A member of Charleston County Council since 2004, the resident of the Liberty Hill community in North Charleston is the founder of Citizens Patrol Against Drugs (CPAD) in North Charleston. He holds a Bachelor of Arts Degree from Morris College, a Master of Arts from Atlanta University, and a Master of Education and Education Specialist degrees from The Citadel. He brings that hands-on approach to problem solving to his position at North Charleston High also.

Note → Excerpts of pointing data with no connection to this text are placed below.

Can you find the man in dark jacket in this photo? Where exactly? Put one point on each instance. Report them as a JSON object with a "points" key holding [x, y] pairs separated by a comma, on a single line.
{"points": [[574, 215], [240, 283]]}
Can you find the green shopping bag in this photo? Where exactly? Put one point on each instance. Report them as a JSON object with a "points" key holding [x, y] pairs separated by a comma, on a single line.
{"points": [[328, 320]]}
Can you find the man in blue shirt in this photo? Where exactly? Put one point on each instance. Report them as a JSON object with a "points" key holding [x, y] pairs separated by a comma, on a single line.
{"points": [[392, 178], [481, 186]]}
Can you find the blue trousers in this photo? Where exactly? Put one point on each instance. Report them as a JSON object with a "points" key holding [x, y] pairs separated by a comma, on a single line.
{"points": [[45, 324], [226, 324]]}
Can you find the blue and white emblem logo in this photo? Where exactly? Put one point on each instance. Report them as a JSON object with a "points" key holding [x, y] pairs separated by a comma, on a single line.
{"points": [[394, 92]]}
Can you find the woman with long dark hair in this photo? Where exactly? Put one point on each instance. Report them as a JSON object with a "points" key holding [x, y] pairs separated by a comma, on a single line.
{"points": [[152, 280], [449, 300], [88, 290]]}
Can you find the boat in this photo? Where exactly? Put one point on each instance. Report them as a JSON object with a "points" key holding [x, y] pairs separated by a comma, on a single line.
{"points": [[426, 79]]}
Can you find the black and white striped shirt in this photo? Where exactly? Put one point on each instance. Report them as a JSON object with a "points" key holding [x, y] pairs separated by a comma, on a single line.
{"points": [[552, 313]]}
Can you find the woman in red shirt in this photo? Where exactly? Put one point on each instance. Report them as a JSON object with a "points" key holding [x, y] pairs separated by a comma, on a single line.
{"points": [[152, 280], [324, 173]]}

In the upcoming schoolyear, Darby said The initiatives planned at NCHS are: 1) Teacher collaboration through authentic, professional learning communities with a focus on alignment of curriculum, instruction, and assessment; 2) To use data to guide instruction; 3) To know where the student is in his/her learning; 4) To place an importance on relationship, relevance, and rigor; 5) A constant theme of high expectations; 6) To provide in-house professional development designed to deal with problems of specific to NCHS; 7) Involve all major stakeholders, including churches, concerned citizens, and major businesses such as Boeing and Volvo; 8) To have class sizes reduced to the possible minimum; 9) To recruit retired educators and college students to assist within the classrooms – particularly reading and math classes; 10) To model teaching for first, second, and third year teachers by administrators; 11) To require all administrators, particular the principal, to be visible within the hallways and classrooms; and 12) To promote the new mission statement of NCHS to graduate 100 percent of its students.